THE MAMBA PRESENTS THE DOCUMENTARY "SERGIO DE LOOF: SENTISTE HABLAR DE MI?”
The Museum of Modern Art of Buenos Aires, under the Ministry of Culture of the City Government, presents the documentary Sergio De Loof: Did you feel talking about me?, on Saturday April 4th at 6:00 pm through the website “Cultura en Casa ”, The platform of the Ministry of Culture of the City of Buenos Aires that gathers the cultural offer of the City for its access in a remote, free and free way.
It is an unpublished material recently produced within the framework of the Sergio De Loof exhibition: Did you feel talking about me?, opened on November 28 at the Museum of Modern Art, which is the first retrospective of this artist and covers his more than three decades of experience. The documentary accounts for the exhibition and pays tribute to the artist, given the recent news of his death on March 22.
Through archival material produced during the exhibition, visits to the exhibition, guided tours, and interviews with curator Lucrecia Palacios and the artist himself, this audiovisual production reveals three central aspects of De Loof's career: his relationship with fashion, his work as host of the night spaces that had him as manager, and his particular vision of art.
Fashion designer, videographer, photographer, stylist, set designer, painter, architect of central nightlife venues such as El Dorado (1991), Morocco (1993) and Ave Porco (1994), among others, Sergio De Loof is one of the most influential and dynamic artists of the last three Argentine decades. All these spaces were legendary and invented an unprecedented night for a Buenos Aires that was trying to leave behind the customs installed during the dictatorship. In them, art and nightlife were integrated: they werenightclubs, bars and also cultural centers. Their programming included parades, exhibitions and plays, where the hitherto antagonistic worlds of artists and intellectuals, businessmen, the fashion universe and entertainment crossed each other, in a context of freedom and experimentation.
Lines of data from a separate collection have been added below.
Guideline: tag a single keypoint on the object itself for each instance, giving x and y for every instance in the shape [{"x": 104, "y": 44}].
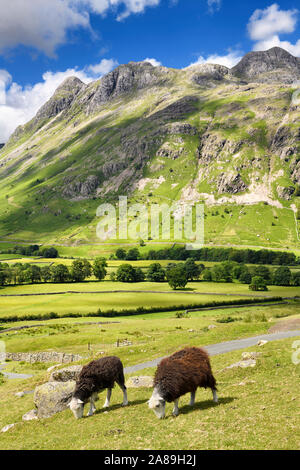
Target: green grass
[
  {"x": 146, "y": 294},
  {"x": 261, "y": 414}
]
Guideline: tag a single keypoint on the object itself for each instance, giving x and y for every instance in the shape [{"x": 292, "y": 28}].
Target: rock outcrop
[
  {"x": 278, "y": 63},
  {"x": 53, "y": 397}
]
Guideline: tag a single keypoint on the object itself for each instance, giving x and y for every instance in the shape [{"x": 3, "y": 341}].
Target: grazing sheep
[
  {"x": 95, "y": 377},
  {"x": 181, "y": 373}
]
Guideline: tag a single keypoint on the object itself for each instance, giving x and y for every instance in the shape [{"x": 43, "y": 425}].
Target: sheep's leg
[
  {"x": 175, "y": 409},
  {"x": 215, "y": 396},
  {"x": 193, "y": 396},
  {"x": 92, "y": 406},
  {"x": 107, "y": 401},
  {"x": 125, "y": 399}
]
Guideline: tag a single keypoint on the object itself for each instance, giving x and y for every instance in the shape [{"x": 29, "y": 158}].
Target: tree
[
  {"x": 99, "y": 268},
  {"x": 139, "y": 275},
  {"x": 295, "y": 279},
  {"x": 262, "y": 271},
  {"x": 156, "y": 273},
  {"x": 177, "y": 277},
  {"x": 120, "y": 253},
  {"x": 258, "y": 284},
  {"x": 49, "y": 253},
  {"x": 60, "y": 273},
  {"x": 245, "y": 277},
  {"x": 34, "y": 273},
  {"x": 193, "y": 271},
  {"x": 126, "y": 273},
  {"x": 282, "y": 276},
  {"x": 46, "y": 273},
  {"x": 206, "y": 275},
  {"x": 133, "y": 254},
  {"x": 80, "y": 270}
]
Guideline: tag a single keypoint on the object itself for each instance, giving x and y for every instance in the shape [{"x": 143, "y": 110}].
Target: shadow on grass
[
  {"x": 101, "y": 410},
  {"x": 205, "y": 405}
]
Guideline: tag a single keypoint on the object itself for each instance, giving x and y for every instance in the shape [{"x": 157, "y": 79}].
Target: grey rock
[
  {"x": 7, "y": 427},
  {"x": 30, "y": 415},
  {"x": 77, "y": 188},
  {"x": 53, "y": 397},
  {"x": 66, "y": 374},
  {"x": 122, "y": 80},
  {"x": 140, "y": 382},
  {"x": 242, "y": 364},
  {"x": 285, "y": 192},
  {"x": 207, "y": 72},
  {"x": 231, "y": 183},
  {"x": 278, "y": 63}
]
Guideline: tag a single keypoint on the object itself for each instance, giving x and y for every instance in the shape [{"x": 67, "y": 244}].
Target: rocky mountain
[{"x": 228, "y": 138}]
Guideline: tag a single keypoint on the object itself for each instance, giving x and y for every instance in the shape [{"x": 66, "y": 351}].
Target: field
[
  {"x": 258, "y": 409},
  {"x": 91, "y": 296}
]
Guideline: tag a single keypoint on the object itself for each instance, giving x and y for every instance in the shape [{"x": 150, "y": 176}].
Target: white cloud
[
  {"x": 275, "y": 41},
  {"x": 152, "y": 61},
  {"x": 44, "y": 25},
  {"x": 265, "y": 26},
  {"x": 19, "y": 104},
  {"x": 214, "y": 5},
  {"x": 266, "y": 23},
  {"x": 229, "y": 60},
  {"x": 105, "y": 66}
]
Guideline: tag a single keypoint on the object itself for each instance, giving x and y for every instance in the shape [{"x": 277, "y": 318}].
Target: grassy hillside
[{"x": 176, "y": 137}]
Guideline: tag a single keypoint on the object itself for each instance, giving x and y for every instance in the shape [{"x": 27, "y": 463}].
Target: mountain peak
[{"x": 257, "y": 63}]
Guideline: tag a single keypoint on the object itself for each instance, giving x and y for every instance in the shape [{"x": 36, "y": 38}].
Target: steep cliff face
[
  {"x": 205, "y": 133},
  {"x": 278, "y": 63}
]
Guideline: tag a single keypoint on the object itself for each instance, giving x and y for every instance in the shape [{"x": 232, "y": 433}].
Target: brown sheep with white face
[
  {"x": 181, "y": 373},
  {"x": 95, "y": 377}
]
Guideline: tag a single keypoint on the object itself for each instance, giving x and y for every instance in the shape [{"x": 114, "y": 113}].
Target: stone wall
[{"x": 61, "y": 358}]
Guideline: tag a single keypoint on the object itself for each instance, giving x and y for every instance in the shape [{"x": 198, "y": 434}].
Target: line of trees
[
  {"x": 32, "y": 250},
  {"x": 246, "y": 256},
  {"x": 179, "y": 274},
  {"x": 25, "y": 273}
]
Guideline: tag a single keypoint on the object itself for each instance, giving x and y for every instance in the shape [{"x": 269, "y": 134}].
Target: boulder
[
  {"x": 140, "y": 382},
  {"x": 250, "y": 355},
  {"x": 53, "y": 397},
  {"x": 66, "y": 374},
  {"x": 30, "y": 415},
  {"x": 243, "y": 364},
  {"x": 262, "y": 342},
  {"x": 9, "y": 426}
]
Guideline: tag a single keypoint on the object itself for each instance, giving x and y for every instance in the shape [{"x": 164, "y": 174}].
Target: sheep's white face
[
  {"x": 76, "y": 407},
  {"x": 157, "y": 404}
]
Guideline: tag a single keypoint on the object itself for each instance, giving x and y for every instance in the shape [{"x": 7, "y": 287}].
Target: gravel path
[
  {"x": 221, "y": 348},
  {"x": 213, "y": 350}
]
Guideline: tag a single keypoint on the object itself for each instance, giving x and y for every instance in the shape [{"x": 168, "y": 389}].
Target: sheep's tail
[
  {"x": 212, "y": 382},
  {"x": 121, "y": 378}
]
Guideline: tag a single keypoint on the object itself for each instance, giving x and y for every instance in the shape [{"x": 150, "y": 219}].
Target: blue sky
[{"x": 42, "y": 42}]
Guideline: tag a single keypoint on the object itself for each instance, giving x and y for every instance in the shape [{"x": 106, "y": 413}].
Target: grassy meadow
[{"x": 258, "y": 409}]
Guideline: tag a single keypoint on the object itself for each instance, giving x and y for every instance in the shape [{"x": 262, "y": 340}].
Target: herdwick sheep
[
  {"x": 181, "y": 373},
  {"x": 97, "y": 376}
]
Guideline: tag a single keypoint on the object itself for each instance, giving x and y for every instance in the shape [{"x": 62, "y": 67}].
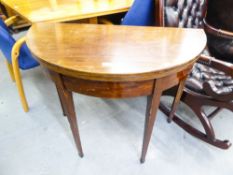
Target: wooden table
[
  {"x": 66, "y": 10},
  {"x": 115, "y": 62}
]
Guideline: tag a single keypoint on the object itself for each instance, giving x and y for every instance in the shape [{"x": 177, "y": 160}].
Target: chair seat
[{"x": 206, "y": 80}]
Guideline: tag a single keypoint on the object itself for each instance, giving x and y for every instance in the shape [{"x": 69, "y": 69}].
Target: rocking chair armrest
[
  {"x": 217, "y": 64},
  {"x": 11, "y": 20}
]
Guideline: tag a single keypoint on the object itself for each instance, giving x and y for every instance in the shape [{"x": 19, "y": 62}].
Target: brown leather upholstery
[
  {"x": 184, "y": 13},
  {"x": 220, "y": 16},
  {"x": 206, "y": 80},
  {"x": 190, "y": 14},
  {"x": 209, "y": 83}
]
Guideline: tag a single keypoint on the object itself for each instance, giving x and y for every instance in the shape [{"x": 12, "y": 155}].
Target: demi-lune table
[
  {"x": 66, "y": 10},
  {"x": 115, "y": 62}
]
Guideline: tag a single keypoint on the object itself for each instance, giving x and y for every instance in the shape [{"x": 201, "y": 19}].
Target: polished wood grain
[
  {"x": 115, "y": 62},
  {"x": 99, "y": 52},
  {"x": 66, "y": 10}
]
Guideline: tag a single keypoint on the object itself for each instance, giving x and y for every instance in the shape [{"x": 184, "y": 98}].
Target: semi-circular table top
[{"x": 114, "y": 53}]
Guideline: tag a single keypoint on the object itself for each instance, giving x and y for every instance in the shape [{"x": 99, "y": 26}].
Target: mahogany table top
[{"x": 114, "y": 53}]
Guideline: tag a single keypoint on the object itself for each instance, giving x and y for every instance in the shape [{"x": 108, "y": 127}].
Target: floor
[{"x": 40, "y": 142}]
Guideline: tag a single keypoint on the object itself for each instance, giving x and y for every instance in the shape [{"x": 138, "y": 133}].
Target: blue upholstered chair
[
  {"x": 142, "y": 13},
  {"x": 17, "y": 56}
]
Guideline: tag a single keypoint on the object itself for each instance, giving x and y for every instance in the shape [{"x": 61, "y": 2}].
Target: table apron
[{"x": 119, "y": 89}]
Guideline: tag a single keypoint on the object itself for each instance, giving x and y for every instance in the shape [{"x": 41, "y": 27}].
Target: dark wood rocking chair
[{"x": 211, "y": 80}]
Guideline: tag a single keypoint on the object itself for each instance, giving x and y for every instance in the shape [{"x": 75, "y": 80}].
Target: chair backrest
[
  {"x": 3, "y": 25},
  {"x": 142, "y": 13},
  {"x": 26, "y": 60},
  {"x": 220, "y": 14},
  {"x": 6, "y": 43},
  {"x": 180, "y": 13}
]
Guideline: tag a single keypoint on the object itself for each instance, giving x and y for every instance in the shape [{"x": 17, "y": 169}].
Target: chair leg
[
  {"x": 10, "y": 69},
  {"x": 208, "y": 136},
  {"x": 18, "y": 80},
  {"x": 19, "y": 84}
]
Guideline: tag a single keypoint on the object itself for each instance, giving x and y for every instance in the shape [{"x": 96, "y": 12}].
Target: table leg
[
  {"x": 68, "y": 104},
  {"x": 152, "y": 106},
  {"x": 93, "y": 20},
  {"x": 176, "y": 100},
  {"x": 61, "y": 101}
]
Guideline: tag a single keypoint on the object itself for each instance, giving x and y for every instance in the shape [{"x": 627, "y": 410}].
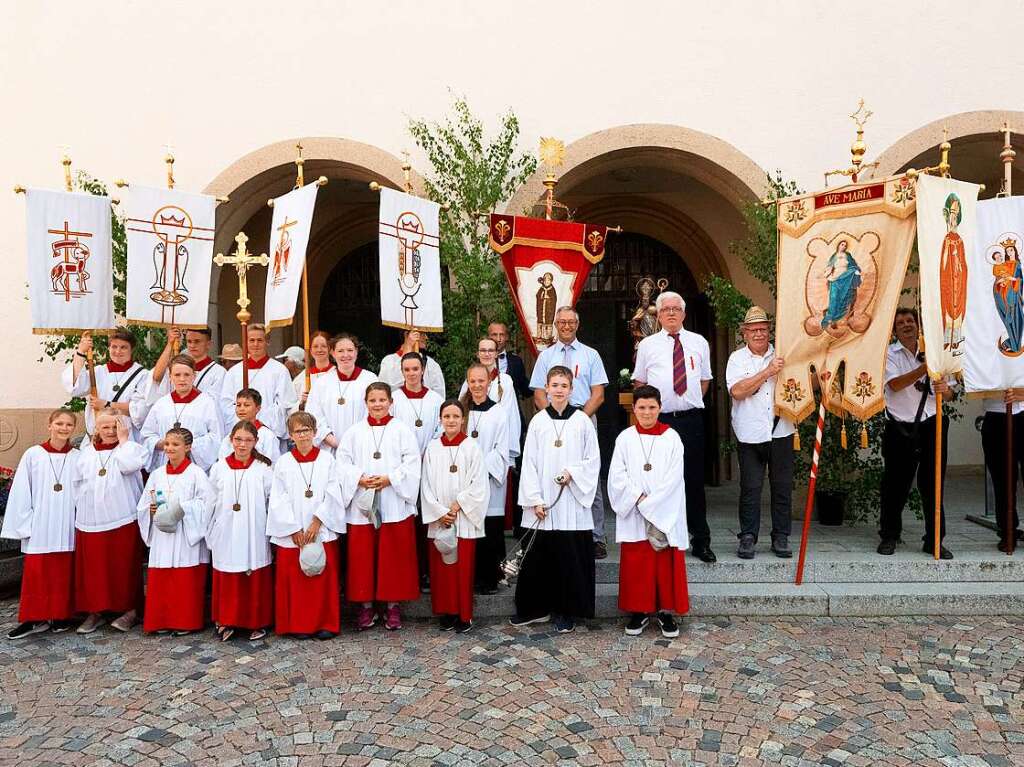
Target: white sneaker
[
  {"x": 92, "y": 623},
  {"x": 125, "y": 622}
]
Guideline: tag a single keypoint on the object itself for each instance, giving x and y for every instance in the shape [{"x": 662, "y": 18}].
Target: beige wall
[{"x": 116, "y": 81}]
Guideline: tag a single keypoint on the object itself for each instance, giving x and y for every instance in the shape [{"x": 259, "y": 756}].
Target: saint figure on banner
[
  {"x": 1007, "y": 294},
  {"x": 547, "y": 302},
  {"x": 952, "y": 279},
  {"x": 843, "y": 275}
]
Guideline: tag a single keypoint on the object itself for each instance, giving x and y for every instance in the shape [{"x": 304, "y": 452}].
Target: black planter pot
[{"x": 832, "y": 507}]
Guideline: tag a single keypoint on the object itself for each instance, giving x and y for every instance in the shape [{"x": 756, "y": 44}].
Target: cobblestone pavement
[{"x": 793, "y": 691}]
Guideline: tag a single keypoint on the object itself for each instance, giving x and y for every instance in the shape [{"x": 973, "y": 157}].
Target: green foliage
[
  {"x": 470, "y": 172},
  {"x": 148, "y": 341}
]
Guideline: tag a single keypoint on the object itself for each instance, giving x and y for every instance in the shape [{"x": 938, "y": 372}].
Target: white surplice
[
  {"x": 108, "y": 501},
  {"x": 337, "y": 405},
  {"x": 199, "y": 416},
  {"x": 440, "y": 486},
  {"x": 291, "y": 511},
  {"x": 542, "y": 462},
  {"x": 426, "y": 410},
  {"x": 186, "y": 546},
  {"x": 665, "y": 506},
  {"x": 491, "y": 427},
  {"x": 399, "y": 461},
  {"x": 39, "y": 516},
  {"x": 238, "y": 540},
  {"x": 274, "y": 385}
]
De Loof was a central figure in author fashion in the early 1990s. He conceived his parades as collaborative and community meetings, close to the theater. Their friends or acquaintances participated in them, with very diverse bodie types, far from those of the supermodels. Thus, he gave rise to bodily and sexual disagreements in his works. On their catwalks, the models danced and performed in the clothes that the artist had composed with scraps, second-hand clothes, paper and magazines. In creating these designs, he used techniques such as ñandutí, embroidery, patchwork and recycling, among others.
By the 2000s, the name De Loof had been synonymous with a unique sensibility for more than a decade, with which he created fantastic settings, clothes and fashion shows using discredited materials. With them, the artist forged his own style, the rococo trash, which is characterized by the baroque amalgam of eclectic and ephemeral cultural consumption.
This unpublished documentary piece is a way to keep the exhibition open in the context of quarantine, and at the same time a great opportunity to rediscover the work of this fundamental artist.